Aferę hazardową „wytropi” konflikt interesów…

Kurier z Munster Kurier z Munster Polityka Obserwuj notkę 3

           Najlepszym „śledczym” na świecie jest konflikt interesów. Niektórzy socjologowie, w odniesieniu do różnego rodzaju sytuacji, używają pojęcia twórczego konfliktu, a więc procesu, który w ostatecznym rozrachunku może kreować również i pozytywne rozwiązania. Kto wie, jakby się potoczyły losy afery Rywina, gdyby nie ogromny konflikt interesów w łonie rządzącej ówcześnie Polską formacji, a także wyniszczająca rywalizacja dwóch konkurencyjnych wobec siebie ośrodków władzy. Podobnie i tak zwana afera hazardowa ma największe szanse na wyjaśnienie, w warunkach konfliktu interesów.

 

         Znany amerykański socjolog Lewis A. Coser, stworzył teorię „funkcjonalności konfliktu”. Jego eksplikacja naukowa jest oparta na założeniu, iż konflikt zwiększa zdolności adaptacyjne danego systemu społecznego. Jeżeli nie jest zbyt gwałtowny i intensywny, to może prowadzić do przedsięwzięć innowacyjnych, czy tworzenia różnego rodzaju procedur normatywnych, na płaszczyźnie prawa, wymiaru sprawiedliwości oraz ciał mediacyjnych. W sytuacjach patologicznych konflikt, a konflikt interesów zwłaszcza może w ogromnym stopniu przyczyniać się do wykrywania mechanizmów, czy postaw niepożądanych, ujawniania ich i demaskowania, a w ostatecznym rozrachunku usuwania z różnych sfer życia publicznego.

         Afera hazardowa maże uzyskać swoje pełne wyjaśnienie jedynie w warunkach konfliktu interesów. To właśnie ów konflikt interesów doprowadził do jej ujawnienia. Im większa będzie rywalizacja pomiędzy dwiema najpopularniejszymi w Polsce partiami politycznymi, im bardziej w ich łonie zaczną się ścierać różnego rodzaju frakcje, grupy, środowiska oraz odłamy, tym więcej na światło dzienne wypłynie bulwersujących faktów.
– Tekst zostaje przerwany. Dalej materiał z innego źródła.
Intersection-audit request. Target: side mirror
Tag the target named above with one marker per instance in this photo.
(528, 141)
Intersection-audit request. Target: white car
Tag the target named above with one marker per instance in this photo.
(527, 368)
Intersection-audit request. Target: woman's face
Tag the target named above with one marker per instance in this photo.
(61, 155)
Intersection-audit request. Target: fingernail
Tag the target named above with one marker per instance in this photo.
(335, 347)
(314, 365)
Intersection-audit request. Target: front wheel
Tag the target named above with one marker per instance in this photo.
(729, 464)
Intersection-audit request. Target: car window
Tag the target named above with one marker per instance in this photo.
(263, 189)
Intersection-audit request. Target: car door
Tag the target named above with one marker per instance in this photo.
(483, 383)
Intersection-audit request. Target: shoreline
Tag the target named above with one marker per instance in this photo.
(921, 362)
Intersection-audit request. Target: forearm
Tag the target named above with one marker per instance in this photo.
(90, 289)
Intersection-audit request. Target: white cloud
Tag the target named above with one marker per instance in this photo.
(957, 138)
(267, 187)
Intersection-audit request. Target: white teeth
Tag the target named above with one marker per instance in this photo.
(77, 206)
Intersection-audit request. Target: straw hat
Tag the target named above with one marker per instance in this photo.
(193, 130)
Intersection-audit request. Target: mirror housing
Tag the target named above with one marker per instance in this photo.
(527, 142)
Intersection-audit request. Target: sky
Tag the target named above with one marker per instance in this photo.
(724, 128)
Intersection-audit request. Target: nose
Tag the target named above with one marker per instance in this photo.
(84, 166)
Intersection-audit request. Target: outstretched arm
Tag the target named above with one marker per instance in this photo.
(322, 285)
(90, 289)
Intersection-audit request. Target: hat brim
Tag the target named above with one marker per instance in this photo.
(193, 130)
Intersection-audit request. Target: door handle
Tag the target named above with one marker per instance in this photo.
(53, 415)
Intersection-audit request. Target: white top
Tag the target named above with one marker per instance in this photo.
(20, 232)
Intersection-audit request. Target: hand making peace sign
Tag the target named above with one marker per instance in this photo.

Taka jest po prostu nieuchronna kolej rzeczy.

         Pozytywnym efektem zewnętrznej, czy wewnętrznej walki o władzę jest zawsze oczyszczanie władzy. Dynamika procesu odsłaniania kulisów poszczególnych afer jest wprost proporcjonalna do intensywności określonego konfliktu interesów. Tymczasem walka pomiędzy PO a PiS-em, a więc dwoma ugrupowaniami wywodzącymi się z tego samego prawicowego pnia, trwa na polskiej scenie politycznej już od dobrych kilku lat. W ostatnim jednak okresie wyjątkowo mocno wzmogła na sile walka wewnątrz struktur tych partii, a szczególnie w ramach Platformy Obywatelskiej. W formacji tej rozpoczęła się klasyczna w takich przypadkach rywalizacja o władzę, a przede wszystkim o przejęcie schedy po Donaldzie Tusku.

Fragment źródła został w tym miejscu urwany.